第3のデータベースは、レセプトなどからなる健康科学データに関わる情報基盤です。研究所のオンサイト拠点が形成されたことにより、平成24年度に一時的にオンサイト拠点で利用可能となった厚労省レセプトサンプリングデータを利用した研究企画を島根大学医学部などと常時行うことで、毎年サンプリングデータが定常的に格納され、共同研究に資する環境を実現することを目指します。さらに、平成25年度は、これまでの医薬品安全性研究に加え、一般社団法人国際栄養食品協会が提案している、機能性食品による失明予防の医療経済効果測定を、研究所が保有する民間最大のレセプトデータベースを活用して、その実現可能性に関わる初動的検討を島根大学医学部と共に行います。本データ基盤を利用した研究については、上記法人を通じて厚生労働科研費などの企画につなげていきます。
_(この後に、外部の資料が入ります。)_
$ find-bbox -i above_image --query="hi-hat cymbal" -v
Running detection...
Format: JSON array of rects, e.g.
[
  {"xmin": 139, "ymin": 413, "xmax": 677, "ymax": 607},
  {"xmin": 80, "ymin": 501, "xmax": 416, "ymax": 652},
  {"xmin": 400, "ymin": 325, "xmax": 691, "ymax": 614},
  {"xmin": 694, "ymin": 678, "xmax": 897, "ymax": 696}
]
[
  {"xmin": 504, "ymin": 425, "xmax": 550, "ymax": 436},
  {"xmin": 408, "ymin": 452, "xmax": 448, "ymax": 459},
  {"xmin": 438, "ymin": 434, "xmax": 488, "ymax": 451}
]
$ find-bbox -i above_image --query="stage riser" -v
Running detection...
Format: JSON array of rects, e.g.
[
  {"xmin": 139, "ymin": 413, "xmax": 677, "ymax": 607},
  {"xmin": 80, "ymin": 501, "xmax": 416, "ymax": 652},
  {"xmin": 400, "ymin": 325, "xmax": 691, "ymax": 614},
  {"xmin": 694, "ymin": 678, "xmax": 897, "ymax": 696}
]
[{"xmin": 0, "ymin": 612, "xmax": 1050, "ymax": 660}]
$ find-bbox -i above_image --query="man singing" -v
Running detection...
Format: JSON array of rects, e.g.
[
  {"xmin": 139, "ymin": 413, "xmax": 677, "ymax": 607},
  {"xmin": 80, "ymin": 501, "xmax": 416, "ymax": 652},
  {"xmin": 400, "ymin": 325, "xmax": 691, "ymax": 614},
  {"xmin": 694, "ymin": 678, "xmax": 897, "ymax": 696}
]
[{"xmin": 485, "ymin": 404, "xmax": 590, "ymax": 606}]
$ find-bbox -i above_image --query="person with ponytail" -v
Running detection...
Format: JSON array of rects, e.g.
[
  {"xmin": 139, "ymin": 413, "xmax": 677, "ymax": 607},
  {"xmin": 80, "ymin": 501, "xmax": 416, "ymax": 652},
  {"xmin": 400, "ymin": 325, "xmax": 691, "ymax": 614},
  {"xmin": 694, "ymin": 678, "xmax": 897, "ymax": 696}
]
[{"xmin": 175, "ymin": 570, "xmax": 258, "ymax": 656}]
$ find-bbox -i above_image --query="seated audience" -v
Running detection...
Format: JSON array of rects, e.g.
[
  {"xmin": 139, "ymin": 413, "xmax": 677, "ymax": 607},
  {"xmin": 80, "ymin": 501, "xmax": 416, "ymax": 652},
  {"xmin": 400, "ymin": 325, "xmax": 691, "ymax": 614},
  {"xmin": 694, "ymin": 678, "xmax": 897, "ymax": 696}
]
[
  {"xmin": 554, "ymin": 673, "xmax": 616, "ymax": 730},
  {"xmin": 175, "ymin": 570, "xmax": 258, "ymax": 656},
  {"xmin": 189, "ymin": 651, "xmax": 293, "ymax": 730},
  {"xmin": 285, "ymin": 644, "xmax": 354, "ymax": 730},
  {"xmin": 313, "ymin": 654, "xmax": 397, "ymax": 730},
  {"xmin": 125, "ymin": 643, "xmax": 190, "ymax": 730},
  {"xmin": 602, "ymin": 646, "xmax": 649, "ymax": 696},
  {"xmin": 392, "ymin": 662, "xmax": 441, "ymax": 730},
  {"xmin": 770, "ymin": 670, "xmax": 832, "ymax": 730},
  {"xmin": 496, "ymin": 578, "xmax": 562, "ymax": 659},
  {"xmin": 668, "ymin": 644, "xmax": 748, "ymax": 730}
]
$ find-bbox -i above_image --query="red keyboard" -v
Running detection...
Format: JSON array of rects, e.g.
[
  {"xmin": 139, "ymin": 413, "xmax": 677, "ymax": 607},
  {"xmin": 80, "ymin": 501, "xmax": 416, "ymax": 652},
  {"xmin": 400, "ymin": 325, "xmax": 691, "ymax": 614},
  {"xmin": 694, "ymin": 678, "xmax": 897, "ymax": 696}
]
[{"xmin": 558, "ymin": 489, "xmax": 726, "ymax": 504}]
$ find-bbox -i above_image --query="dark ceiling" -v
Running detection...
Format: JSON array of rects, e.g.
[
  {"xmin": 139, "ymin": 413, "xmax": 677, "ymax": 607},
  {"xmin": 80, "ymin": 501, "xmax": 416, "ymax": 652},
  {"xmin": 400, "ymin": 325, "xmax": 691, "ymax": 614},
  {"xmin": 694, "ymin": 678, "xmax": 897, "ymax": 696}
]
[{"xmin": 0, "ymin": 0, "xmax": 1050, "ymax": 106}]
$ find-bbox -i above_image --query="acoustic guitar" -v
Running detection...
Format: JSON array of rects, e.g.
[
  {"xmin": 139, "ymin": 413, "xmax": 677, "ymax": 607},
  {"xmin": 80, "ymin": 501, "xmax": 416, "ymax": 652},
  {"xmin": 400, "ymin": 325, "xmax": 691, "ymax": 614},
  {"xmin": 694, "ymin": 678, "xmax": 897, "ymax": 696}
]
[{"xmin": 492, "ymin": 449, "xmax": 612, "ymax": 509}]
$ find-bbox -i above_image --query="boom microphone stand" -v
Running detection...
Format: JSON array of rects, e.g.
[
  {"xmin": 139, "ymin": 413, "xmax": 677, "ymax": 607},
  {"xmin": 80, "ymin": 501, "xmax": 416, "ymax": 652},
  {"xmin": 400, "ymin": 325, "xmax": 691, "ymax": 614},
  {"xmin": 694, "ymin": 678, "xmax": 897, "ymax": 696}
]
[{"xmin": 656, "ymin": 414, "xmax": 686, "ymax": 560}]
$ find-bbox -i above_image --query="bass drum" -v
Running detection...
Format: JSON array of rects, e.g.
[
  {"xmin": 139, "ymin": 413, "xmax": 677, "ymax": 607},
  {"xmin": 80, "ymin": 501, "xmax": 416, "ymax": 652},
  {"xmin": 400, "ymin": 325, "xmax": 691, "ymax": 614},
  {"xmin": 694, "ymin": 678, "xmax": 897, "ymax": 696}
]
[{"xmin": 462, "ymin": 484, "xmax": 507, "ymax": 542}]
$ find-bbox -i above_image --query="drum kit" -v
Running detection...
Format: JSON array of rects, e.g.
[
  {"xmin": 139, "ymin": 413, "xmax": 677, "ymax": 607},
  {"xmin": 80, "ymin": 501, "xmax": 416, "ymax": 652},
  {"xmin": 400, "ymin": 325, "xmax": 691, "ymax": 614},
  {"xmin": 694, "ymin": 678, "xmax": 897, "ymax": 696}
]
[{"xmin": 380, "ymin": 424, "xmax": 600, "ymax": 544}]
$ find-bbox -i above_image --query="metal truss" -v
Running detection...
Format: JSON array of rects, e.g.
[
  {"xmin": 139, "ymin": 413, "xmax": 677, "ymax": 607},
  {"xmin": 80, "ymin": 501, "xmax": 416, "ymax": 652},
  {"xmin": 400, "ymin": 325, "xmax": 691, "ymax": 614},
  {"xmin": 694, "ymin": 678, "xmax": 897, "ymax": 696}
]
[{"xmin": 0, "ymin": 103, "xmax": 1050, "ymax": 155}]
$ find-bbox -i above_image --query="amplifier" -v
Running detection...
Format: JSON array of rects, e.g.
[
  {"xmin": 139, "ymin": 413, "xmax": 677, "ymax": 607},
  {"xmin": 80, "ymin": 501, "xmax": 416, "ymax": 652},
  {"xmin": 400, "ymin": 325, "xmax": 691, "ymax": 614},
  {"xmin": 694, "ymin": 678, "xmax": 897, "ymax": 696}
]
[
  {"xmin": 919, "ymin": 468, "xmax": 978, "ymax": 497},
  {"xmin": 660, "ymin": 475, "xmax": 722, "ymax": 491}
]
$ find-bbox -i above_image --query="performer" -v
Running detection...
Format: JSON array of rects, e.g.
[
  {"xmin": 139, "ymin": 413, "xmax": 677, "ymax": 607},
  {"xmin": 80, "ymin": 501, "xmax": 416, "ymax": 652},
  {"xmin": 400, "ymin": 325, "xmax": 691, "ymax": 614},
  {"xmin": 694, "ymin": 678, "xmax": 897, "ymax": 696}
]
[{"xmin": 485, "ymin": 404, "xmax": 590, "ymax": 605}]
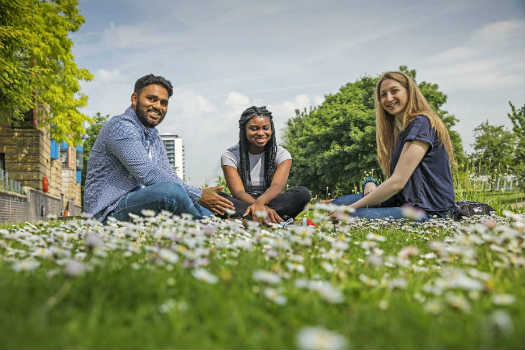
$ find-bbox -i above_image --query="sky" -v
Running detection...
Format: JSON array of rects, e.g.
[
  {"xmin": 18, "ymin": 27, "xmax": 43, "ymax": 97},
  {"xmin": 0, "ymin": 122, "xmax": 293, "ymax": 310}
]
[{"xmin": 71, "ymin": 0, "xmax": 525, "ymax": 186}]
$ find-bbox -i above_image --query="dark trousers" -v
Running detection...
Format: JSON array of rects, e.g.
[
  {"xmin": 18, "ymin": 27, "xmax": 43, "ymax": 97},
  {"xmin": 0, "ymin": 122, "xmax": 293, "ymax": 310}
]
[{"xmin": 219, "ymin": 186, "xmax": 311, "ymax": 220}]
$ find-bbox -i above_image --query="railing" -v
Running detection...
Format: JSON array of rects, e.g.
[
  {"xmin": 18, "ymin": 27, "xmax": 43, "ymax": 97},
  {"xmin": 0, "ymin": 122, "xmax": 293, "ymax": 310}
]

6. 産業環境情報のアジアでの収集と還元プラットフォームの実効化

大阪大学の協力と、社団法人産業環境管理協会のデータ提供を基に開発したeL-Platformを用いて、アジア、特にインドネシア技術評価庁(Badan Pengkajian dan Penerapan Teknologi: BPPT)との連携を基に、アジアの産業環境情報を収集し、研究可能なデータの蓄積を開始します。地域から収集した分析結果を収集に協力した自治体(ボゴール市など)や企業に還元する活動を開始。また、現地で情報収集に協力する研究者に対して必要な研修事業を行います。

データベース開発の推進体制

国立情報学研究所と統計数理研究所を中心とし、全国の29大学(東京大学、大阪大学、同志社大学、広島大学、高知大学、東京学芸大学、和歌山県立医科大学、慶應義塾大学、電気通信大学、九州大学など)と連携します。また災害に学ぶ重要な人間・社会データの分析や収集・管理・共有の方法を確立するため、東日本大震災の被災地の4大学(東北大学、石巻専修大学など)や地方公共団体9機関との連携を強化しています。さらに、観光、防災・減災、環境政策科学においては、地域の政策主体である自治体(仙台市、京都市、広島県・広島市、山梨県、高知県など)および産業界と連携し、産官学連携によるデータ中心政策決定支援サービスの社会実装を実施します。